Louie: The Complete First Season (Fox)
New York comedian Louis C.K. designed his first (short-lived) sitcom (which he made for HBO) around the life of a thirtysomething guy with a wife and young family. Now he’s a divorced father of two and his life is once again the inspiration for his amazing FX series Louie, a sitcom by strict definition but not like any you’ve ever seen. Playing essentially a version of himself, he’s a working comedian, a devoted (if sometimes overwhelmed and confused) dad and a fumbling forty two-year-old single man in a dating scene he doesn’t feel comfortable in and shows work through these and other situations (a visit to the doctor, taking on a heckler) without the usual sitcom structure.

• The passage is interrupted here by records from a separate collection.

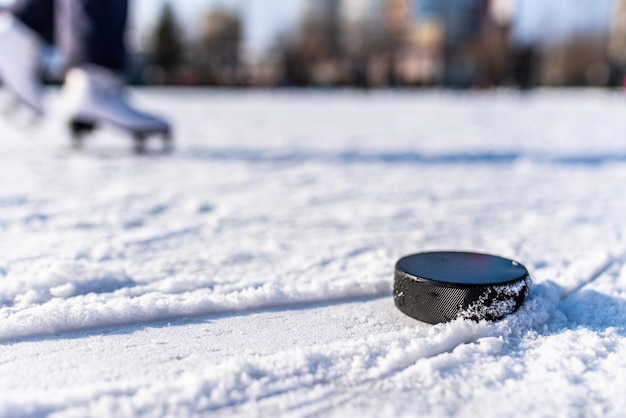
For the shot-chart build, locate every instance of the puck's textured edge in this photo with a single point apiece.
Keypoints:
(433, 302)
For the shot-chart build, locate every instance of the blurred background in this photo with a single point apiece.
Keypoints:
(375, 43)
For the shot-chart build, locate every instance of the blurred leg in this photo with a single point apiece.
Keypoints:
(93, 32)
(23, 27)
(38, 15)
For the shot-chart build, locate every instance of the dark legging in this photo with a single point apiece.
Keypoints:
(87, 31)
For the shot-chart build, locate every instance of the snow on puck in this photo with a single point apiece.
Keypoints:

Like Seinfeld, the shows are framed by his stand-up act but the resemblance ends there. Drawing from everyday events of his own life, “Louis” finds the absurdity in the mundane and pushes the envelope of offensiveness and discomfort as it explores the very concept of what is offensive and why. And sometimes Louis C.K., who also writes and directs every episode of the first season, creates sublime moments of humanity captured under the lens. “Bully” (episode 9) is like nothing else I’ve seen on TV, at once uncomfortable, frustrated, scared, angry, curious and, finally, open to the fact that life is complicated beyond our ability to encompass and the best that we can do is share our limited understanding with one another.